Ten years ago today, the Honorable L. Todd Burke called his Forsyth County courtroom to order and recognized a distinguished lawyer from Lumberton, North Carolina, who had been serving the State and the Bar for fifty years and eight days. Horace E. Stacy, Jr., stood and moved the admission of his great-nephew to the Court, and asked the judge’s leave to explain the provenance of the Bible he would use to take the oath.

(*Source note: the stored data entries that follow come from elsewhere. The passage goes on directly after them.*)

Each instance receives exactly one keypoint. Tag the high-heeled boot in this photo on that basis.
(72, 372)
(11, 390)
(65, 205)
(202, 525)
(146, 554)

I started becoming a lawyer at least eighteen years before that day. My fourth grade teacher assigned students to write and deliver speeches throughout the year, and one of her assignments was to talk about a famous person. She made the point that if there was someone notable in one’s family, that would be a wonderful person to pick. I sheepishly asked my mother, pretty sure of a negative answer, if there was anyone famous in our family. She and my grandmother suggested that I call my great uncle and ask about Walter Parker Stacy. Uncle Wat’s story quickly engaged me with my family’s past, and an encounter eight years later called me to a future I wouldn’t understand for a long time to come.
A Grand Portrait
In a couple of long phone conversations and subsequent letters, my grandmother’s brother, Horace E. Stacy, Jr., told me about his uncle, Walter Parker Stacy, who was the chief justice of the North Carolina Supreme Court from 1925 until his death in 1951. Chief Justice Stacy remains the longest-serving chief justice in North Carolina history. His personal life, though, was tragic: he married relatively late in life, and his wife died just four years later; they had no children.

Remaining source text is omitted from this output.